In the December Post-Crescent interview Sheriff Hermann said that he "won’t call [Making a Murderer] a documentary, because a documentary puts things in chronological order and tells the story as it is," he said. "I’ve heard things are skewed." It's important to note that Hermann has "heard" things are skewed, because he hasn't actually seen the series that calls into question the alleged actions of his department.
Hermann also claimed in the interview, "[The filmmakers have] taken things out of context and taken them out of the order in which they occurred, which can lead people to a different opinion or conclusion." In a separate interview with Vulture before the series came out, the filmmakers Moira Demos and Laura Ricciardi spoke about Making a Murderer and their role in creating it.
"The intention was to offer viewers a complete understanding of the past. It's easy to look back on a case and unpack with 20-20 hindsight," said Demos. "But that raises the question, can we recognize when things go astray right in front of our eyes, rather than recognizing it always after the fact?" Ricciardi agreed, and said, "From the research we did, through the final edit, in terms of the material to work with, it was almost an embarrassment of riches. There was no need to have to actually construct anything."
Sheriff Hermann has been part of the department since 1985 — the same year Avery was wrongfully convicted of rape. He told the Post-Crescent he's extremely confident in the arrest and incarceration of Avery for Halbach's murder, despite Avery maintaining his innocence a decade later. Hermann said to The Post-Crescent, "I don’t know why anybody in law enforcement would want to get [Avery], that makes no sense." (Avery claimed in the documentary that he was framed because he was suing the department for $36 million over his wrongful rape conviction.)
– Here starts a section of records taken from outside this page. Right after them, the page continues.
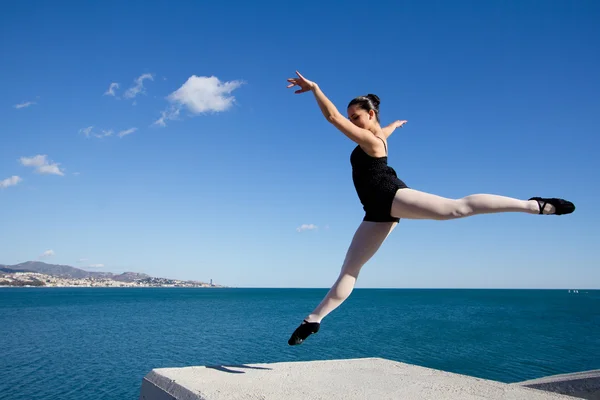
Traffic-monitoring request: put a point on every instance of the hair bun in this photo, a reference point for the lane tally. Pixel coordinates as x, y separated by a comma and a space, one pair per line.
374, 99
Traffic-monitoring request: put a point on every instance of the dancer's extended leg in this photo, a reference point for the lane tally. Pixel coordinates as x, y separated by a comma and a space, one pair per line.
413, 204
366, 241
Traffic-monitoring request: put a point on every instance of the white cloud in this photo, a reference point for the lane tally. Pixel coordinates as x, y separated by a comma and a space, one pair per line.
111, 89
89, 131
306, 227
47, 253
138, 87
126, 132
13, 180
40, 162
24, 104
200, 94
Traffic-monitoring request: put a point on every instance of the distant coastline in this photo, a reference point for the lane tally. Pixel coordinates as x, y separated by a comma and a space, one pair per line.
38, 274
34, 279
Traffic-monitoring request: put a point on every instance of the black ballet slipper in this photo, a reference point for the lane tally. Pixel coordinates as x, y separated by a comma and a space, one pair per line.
561, 206
303, 331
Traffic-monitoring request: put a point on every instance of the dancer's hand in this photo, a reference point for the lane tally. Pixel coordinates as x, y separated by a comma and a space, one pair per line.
305, 84
399, 123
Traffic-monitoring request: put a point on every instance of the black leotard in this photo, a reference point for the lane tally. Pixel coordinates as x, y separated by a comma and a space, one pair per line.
376, 184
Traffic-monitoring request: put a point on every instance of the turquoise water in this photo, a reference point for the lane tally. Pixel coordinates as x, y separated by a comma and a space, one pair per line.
97, 343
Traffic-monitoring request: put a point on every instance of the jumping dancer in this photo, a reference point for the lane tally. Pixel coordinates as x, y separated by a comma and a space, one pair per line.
386, 199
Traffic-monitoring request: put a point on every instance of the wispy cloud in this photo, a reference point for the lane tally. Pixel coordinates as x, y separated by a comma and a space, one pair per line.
306, 227
47, 253
138, 87
199, 95
42, 165
102, 133
126, 132
24, 104
12, 181
111, 89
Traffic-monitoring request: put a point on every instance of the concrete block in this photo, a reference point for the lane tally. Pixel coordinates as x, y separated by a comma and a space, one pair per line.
363, 378
585, 385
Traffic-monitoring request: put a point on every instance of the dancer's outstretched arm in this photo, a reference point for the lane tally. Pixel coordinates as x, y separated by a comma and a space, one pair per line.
361, 136
388, 130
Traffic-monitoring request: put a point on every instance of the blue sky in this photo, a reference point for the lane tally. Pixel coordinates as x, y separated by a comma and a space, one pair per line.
202, 165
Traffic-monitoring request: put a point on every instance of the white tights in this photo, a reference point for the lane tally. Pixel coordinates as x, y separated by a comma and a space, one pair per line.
411, 204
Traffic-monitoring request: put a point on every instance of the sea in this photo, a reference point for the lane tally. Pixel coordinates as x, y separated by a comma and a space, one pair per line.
99, 343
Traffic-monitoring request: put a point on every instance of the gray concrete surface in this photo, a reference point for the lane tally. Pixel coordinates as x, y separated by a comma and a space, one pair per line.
364, 378
585, 385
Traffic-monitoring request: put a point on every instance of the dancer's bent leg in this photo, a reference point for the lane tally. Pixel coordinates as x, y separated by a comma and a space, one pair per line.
366, 241
413, 204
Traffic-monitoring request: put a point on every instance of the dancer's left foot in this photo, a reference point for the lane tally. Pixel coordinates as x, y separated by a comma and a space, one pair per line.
554, 206
303, 331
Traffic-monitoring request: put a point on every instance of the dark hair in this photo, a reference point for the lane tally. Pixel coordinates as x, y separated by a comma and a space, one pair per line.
368, 103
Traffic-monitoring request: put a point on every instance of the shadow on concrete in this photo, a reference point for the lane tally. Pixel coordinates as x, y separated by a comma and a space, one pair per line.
224, 368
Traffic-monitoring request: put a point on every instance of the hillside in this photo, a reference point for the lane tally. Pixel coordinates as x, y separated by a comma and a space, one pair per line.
67, 271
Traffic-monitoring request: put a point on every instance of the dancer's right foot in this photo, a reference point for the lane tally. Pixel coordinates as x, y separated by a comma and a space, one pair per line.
554, 206
303, 331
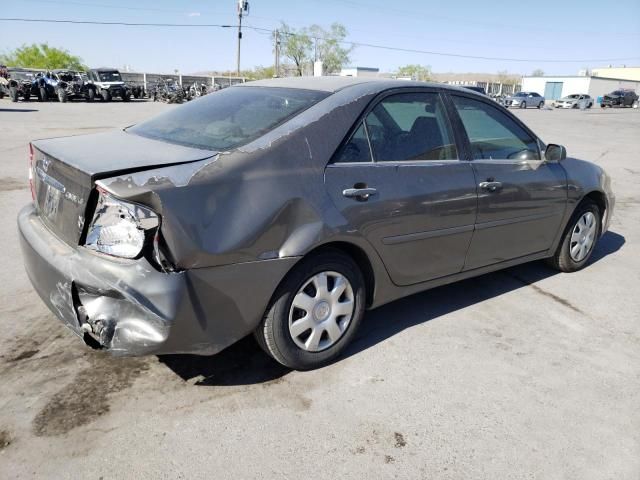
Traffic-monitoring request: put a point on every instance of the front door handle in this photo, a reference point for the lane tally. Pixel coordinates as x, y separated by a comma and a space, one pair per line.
491, 186
361, 194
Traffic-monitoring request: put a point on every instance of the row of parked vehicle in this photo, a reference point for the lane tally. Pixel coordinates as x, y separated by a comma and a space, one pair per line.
617, 98
64, 85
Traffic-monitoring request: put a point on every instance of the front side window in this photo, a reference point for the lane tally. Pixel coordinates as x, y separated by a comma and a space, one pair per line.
230, 118
493, 134
410, 127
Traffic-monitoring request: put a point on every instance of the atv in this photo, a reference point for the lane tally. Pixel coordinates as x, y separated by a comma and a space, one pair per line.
108, 84
72, 85
20, 83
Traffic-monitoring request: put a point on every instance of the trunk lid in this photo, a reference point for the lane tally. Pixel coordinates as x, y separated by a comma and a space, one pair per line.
64, 172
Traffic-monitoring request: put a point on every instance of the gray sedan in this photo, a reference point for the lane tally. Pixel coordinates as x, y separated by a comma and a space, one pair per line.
286, 208
524, 100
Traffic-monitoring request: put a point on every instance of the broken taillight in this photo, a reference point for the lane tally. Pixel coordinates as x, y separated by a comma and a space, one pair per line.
32, 186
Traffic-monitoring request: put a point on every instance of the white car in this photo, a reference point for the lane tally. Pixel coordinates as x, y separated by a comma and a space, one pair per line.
577, 100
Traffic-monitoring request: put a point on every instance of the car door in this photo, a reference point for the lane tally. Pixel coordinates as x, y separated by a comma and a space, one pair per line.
399, 182
521, 198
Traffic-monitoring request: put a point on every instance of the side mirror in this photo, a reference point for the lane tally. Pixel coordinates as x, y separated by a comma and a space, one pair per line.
555, 153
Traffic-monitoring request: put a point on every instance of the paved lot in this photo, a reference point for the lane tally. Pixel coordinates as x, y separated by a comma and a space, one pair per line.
519, 374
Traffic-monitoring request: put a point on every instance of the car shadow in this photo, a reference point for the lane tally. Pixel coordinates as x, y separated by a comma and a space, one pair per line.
244, 363
18, 110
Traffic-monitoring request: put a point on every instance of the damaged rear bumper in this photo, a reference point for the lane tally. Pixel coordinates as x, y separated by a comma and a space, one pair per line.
130, 308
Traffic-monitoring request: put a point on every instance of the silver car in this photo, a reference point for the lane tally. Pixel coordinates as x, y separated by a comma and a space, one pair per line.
285, 208
577, 100
524, 100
Hermann, who the paper reported "hasn't seen the series but has been discussing it with the department," reminded people to "keep an open mind about what they see in the movies, because that’s what this is, a movie."
In another interview with Centre Daily Times, Hermann said his office has gotten "hundreds of voicemails and dozens of emails from around the world." Bustle also reached out to his office for comment, but has yet to hear back. Still, the public interest in the case and the show has only made Hermann want to avoid seeing the docuseries. The Centre Daily Times reported that Hermann said "he was originally planning to watch," but changed his mind after the many calls reportedly "convinced him it's likely very one-sided."
We'll have to wait and see if he stands by that opinion if he ever gets around to watching it.